Leading the Mustangs to the first four of seven consecutive appearances in the NAIA National Tournament, Mike burst on the national scene with a lethal jumper and the ability to change the course of a game in just a few trips down the court. As a senior during the 1996-97 season, he was the second-leading scorer in the nation (27.5ppg), established a new single-season scoring mark with 852 points, and earned NAIA First-Team All-American honors for the second consecutive year. Mike owns career records for points scored (2,616), three-pointers made (444), and free throw percentage (87.9).

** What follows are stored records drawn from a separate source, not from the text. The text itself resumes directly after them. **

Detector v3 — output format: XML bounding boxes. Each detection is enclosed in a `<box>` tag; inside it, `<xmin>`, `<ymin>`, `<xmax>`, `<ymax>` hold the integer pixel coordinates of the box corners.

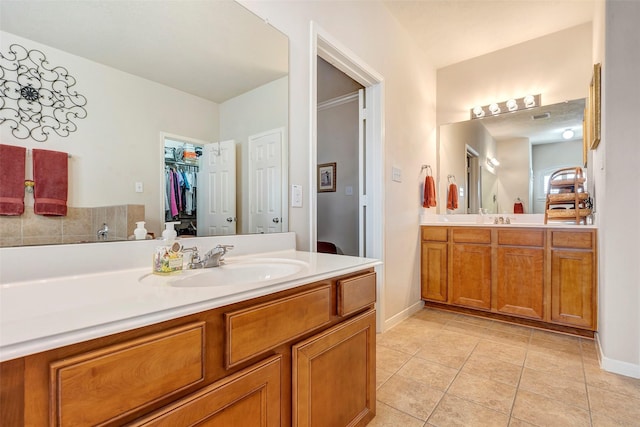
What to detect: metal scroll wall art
<box><xmin>0</xmin><ymin>44</ymin><xmax>87</xmax><ymax>142</ymax></box>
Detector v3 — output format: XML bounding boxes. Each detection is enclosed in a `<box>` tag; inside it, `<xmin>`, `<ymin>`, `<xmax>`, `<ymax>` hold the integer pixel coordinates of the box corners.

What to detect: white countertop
<box><xmin>0</xmin><ymin>249</ymin><xmax>380</xmax><ymax>361</ymax></box>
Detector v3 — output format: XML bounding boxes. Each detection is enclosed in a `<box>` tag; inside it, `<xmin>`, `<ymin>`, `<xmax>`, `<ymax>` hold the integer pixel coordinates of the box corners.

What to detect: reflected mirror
<box><xmin>439</xmin><ymin>99</ymin><xmax>585</xmax><ymax>214</ymax></box>
<box><xmin>0</xmin><ymin>0</ymin><xmax>288</xmax><ymax>246</ymax></box>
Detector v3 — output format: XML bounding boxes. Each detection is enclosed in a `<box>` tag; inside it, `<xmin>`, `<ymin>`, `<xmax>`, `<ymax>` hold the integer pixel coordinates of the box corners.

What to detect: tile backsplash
<box><xmin>0</xmin><ymin>205</ymin><xmax>144</xmax><ymax>247</ymax></box>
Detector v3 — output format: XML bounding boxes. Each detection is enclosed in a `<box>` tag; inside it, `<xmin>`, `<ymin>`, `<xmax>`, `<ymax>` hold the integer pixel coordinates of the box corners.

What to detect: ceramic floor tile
<box><xmin>489</xmin><ymin>322</ymin><xmax>532</xmax><ymax>337</ymax></box>
<box><xmin>473</xmin><ymin>339</ymin><xmax>527</xmax><ymax>366</ymax></box>
<box><xmin>415</xmin><ymin>331</ymin><xmax>479</xmax><ymax>369</ymax></box>
<box><xmin>461</xmin><ymin>354</ymin><xmax>522</xmax><ymax>387</ymax></box>
<box><xmin>367</xmin><ymin>401</ymin><xmax>424</xmax><ymax>427</ymax></box>
<box><xmin>376</xmin><ymin>343</ymin><xmax>411</xmax><ymax>372</ymax></box>
<box><xmin>428</xmin><ymin>394</ymin><xmax>509</xmax><ymax>427</ymax></box>
<box><xmin>529</xmin><ymin>336</ymin><xmax>582</xmax><ymax>356</ymax></box>
<box><xmin>524</xmin><ymin>350</ymin><xmax>584</xmax><ymax>382</ymax></box>
<box><xmin>519</xmin><ymin>368</ymin><xmax>589</xmax><ymax>410</ymax></box>
<box><xmin>376</xmin><ymin>366</ymin><xmax>395</xmax><ymax>390</ymax></box>
<box><xmin>484</xmin><ymin>329</ymin><xmax>530</xmax><ymax>348</ymax></box>
<box><xmin>511</xmin><ymin>389</ymin><xmax>591</xmax><ymax>427</ymax></box>
<box><xmin>376</xmin><ymin>328</ymin><xmax>424</xmax><ymax>355</ymax></box>
<box><xmin>444</xmin><ymin>320</ymin><xmax>496</xmax><ymax>338</ymax></box>
<box><xmin>509</xmin><ymin>417</ymin><xmax>536</xmax><ymax>427</ymax></box>
<box><xmin>587</xmin><ymin>385</ymin><xmax>640</xmax><ymax>425</ymax></box>
<box><xmin>377</xmin><ymin>375</ymin><xmax>443</xmax><ymax>421</ymax></box>
<box><xmin>397</xmin><ymin>357</ymin><xmax>458</xmax><ymax>391</ymax></box>
<box><xmin>584</xmin><ymin>364</ymin><xmax>640</xmax><ymax>399</ymax></box>
<box><xmin>447</xmin><ymin>373</ymin><xmax>516</xmax><ymax>414</ymax></box>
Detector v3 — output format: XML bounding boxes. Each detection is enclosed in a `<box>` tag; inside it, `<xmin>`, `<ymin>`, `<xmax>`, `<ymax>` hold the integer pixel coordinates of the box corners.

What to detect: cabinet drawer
<box><xmin>422</xmin><ymin>227</ymin><xmax>449</xmax><ymax>242</ymax></box>
<box><xmin>551</xmin><ymin>231</ymin><xmax>593</xmax><ymax>249</ymax></box>
<box><xmin>224</xmin><ymin>285</ymin><xmax>331</xmax><ymax>368</ymax></box>
<box><xmin>338</xmin><ymin>273</ymin><xmax>376</xmax><ymax>316</ymax></box>
<box><xmin>49</xmin><ymin>322</ymin><xmax>205</xmax><ymax>426</ymax></box>
<box><xmin>452</xmin><ymin>227</ymin><xmax>491</xmax><ymax>243</ymax></box>
<box><xmin>498</xmin><ymin>229</ymin><xmax>544</xmax><ymax>247</ymax></box>
<box><xmin>131</xmin><ymin>355</ymin><xmax>282</xmax><ymax>427</ymax></box>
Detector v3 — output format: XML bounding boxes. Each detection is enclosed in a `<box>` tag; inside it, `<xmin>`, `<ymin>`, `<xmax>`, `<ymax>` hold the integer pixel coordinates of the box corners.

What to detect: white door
<box><xmin>197</xmin><ymin>141</ymin><xmax>237</xmax><ymax>236</ymax></box>
<box><xmin>249</xmin><ymin>129</ymin><xmax>284</xmax><ymax>233</ymax></box>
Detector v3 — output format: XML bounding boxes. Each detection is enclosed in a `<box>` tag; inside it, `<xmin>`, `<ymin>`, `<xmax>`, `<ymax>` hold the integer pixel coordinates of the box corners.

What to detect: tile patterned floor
<box><xmin>369</xmin><ymin>309</ymin><xmax>640</xmax><ymax>427</ymax></box>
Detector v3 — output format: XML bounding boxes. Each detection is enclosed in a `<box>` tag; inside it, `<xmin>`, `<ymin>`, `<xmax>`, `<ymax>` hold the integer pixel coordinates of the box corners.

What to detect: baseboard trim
<box><xmin>381</xmin><ymin>301</ymin><xmax>424</xmax><ymax>332</ymax></box>
<box><xmin>595</xmin><ymin>334</ymin><xmax>640</xmax><ymax>378</ymax></box>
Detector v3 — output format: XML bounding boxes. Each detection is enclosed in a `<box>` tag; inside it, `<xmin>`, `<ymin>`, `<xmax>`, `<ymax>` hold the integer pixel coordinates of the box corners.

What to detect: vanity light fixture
<box><xmin>472</xmin><ymin>105</ymin><xmax>484</xmax><ymax>119</ymax></box>
<box><xmin>523</xmin><ymin>95</ymin><xmax>540</xmax><ymax>108</ymax></box>
<box><xmin>562</xmin><ymin>129</ymin><xmax>575</xmax><ymax>139</ymax></box>
<box><xmin>470</xmin><ymin>95</ymin><xmax>541</xmax><ymax>119</ymax></box>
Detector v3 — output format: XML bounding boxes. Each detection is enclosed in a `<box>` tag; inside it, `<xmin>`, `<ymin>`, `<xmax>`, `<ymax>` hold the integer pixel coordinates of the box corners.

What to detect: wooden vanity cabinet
<box><xmin>496</xmin><ymin>229</ymin><xmax>544</xmax><ymax>320</ymax></box>
<box><xmin>0</xmin><ymin>269</ymin><xmax>376</xmax><ymax>427</ymax></box>
<box><xmin>420</xmin><ymin>227</ymin><xmax>449</xmax><ymax>302</ymax></box>
<box><xmin>449</xmin><ymin>227</ymin><xmax>491</xmax><ymax>310</ymax></box>
<box><xmin>549</xmin><ymin>231</ymin><xmax>597</xmax><ymax>330</ymax></box>
<box><xmin>421</xmin><ymin>226</ymin><xmax>597</xmax><ymax>336</ymax></box>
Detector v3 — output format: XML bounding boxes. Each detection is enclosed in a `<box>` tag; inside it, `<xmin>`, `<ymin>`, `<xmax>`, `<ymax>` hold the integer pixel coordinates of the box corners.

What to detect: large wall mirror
<box><xmin>0</xmin><ymin>0</ymin><xmax>289</xmax><ymax>246</ymax></box>
<box><xmin>439</xmin><ymin>99</ymin><xmax>585</xmax><ymax>214</ymax></box>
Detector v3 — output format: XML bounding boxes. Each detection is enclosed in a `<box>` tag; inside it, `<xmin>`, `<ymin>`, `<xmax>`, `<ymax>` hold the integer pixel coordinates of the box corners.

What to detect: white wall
<box><xmin>220</xmin><ymin>77</ymin><xmax>289</xmax><ymax>234</ymax></box>
<box><xmin>593</xmin><ymin>0</ymin><xmax>640</xmax><ymax>378</ymax></box>
<box><xmin>496</xmin><ymin>138</ymin><xmax>531</xmax><ymax>214</ymax></box>
<box><xmin>241</xmin><ymin>0</ymin><xmax>436</xmax><ymax>328</ymax></box>
<box><xmin>0</xmin><ymin>32</ymin><xmax>218</xmax><ymax>235</ymax></box>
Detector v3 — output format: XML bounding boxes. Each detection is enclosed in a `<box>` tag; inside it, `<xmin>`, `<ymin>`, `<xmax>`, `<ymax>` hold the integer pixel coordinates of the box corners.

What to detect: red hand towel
<box><xmin>447</xmin><ymin>184</ymin><xmax>458</xmax><ymax>210</ymax></box>
<box><xmin>33</xmin><ymin>149</ymin><xmax>69</xmax><ymax>216</ymax></box>
<box><xmin>422</xmin><ymin>175</ymin><xmax>436</xmax><ymax>208</ymax></box>
<box><xmin>0</xmin><ymin>144</ymin><xmax>27</xmax><ymax>215</ymax></box>
<box><xmin>513</xmin><ymin>202</ymin><xmax>524</xmax><ymax>213</ymax></box>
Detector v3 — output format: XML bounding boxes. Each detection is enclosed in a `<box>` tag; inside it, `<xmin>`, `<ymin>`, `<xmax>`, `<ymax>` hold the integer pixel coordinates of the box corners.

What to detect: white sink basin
<box><xmin>141</xmin><ymin>258</ymin><xmax>308</xmax><ymax>288</ymax></box>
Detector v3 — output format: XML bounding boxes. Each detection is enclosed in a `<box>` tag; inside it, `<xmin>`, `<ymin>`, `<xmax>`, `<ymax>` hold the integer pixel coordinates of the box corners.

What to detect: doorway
<box><xmin>309</xmin><ymin>22</ymin><xmax>385</xmax><ymax>332</ymax></box>
<box><xmin>316</xmin><ymin>58</ymin><xmax>364</xmax><ymax>256</ymax></box>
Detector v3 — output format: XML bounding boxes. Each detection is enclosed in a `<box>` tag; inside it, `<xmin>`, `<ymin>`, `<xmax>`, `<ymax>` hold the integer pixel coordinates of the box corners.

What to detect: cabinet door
<box><xmin>292</xmin><ymin>310</ymin><xmax>376</xmax><ymax>427</ymax></box>
<box><xmin>420</xmin><ymin>242</ymin><xmax>447</xmax><ymax>301</ymax></box>
<box><xmin>551</xmin><ymin>250</ymin><xmax>595</xmax><ymax>329</ymax></box>
<box><xmin>132</xmin><ymin>355</ymin><xmax>282</xmax><ymax>427</ymax></box>
<box><xmin>450</xmin><ymin>244</ymin><xmax>491</xmax><ymax>310</ymax></box>
<box><xmin>496</xmin><ymin>247</ymin><xmax>544</xmax><ymax>320</ymax></box>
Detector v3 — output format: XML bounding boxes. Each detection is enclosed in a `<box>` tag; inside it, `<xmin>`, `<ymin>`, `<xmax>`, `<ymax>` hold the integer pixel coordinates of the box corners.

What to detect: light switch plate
<box><xmin>291</xmin><ymin>184</ymin><xmax>302</xmax><ymax>208</ymax></box>
<box><xmin>391</xmin><ymin>167</ymin><xmax>402</xmax><ymax>182</ymax></box>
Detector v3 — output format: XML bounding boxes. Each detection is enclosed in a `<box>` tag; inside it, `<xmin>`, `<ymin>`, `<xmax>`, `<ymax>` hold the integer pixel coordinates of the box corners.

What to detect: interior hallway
<box><xmin>369</xmin><ymin>309</ymin><xmax>640</xmax><ymax>427</ymax></box>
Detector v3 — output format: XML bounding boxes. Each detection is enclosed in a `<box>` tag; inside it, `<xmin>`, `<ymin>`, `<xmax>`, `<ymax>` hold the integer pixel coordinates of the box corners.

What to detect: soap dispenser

Graduating with a bachelor of arts in biblical studies in 1997, Mike began to pursue a professional basketball career immediately. He started in Germany, played some for AIA, had a brief stint in the CBA with Quad Cities, and then returned to Germany before getting his big chance. Fresh off an outstanding summer league performance in 2000, Mike landed a contract with the Los Angeles Lakers and earned an NBA championship ring in June of 2001. Released the following season, he headed to Naples, Italy, with his wife, Wendy, where he has been playing for Pompea Napoli.
Although, he has not been able to really serve in a local church due to his travel, Mike has been able to use his job as a professional basketball player as a platform for the Gospel. Many players, teammates and opponents alike, have asked him why he leads the life he does and he is able to share his faith. Mike and Wendy have two sons, Ty and Jaden.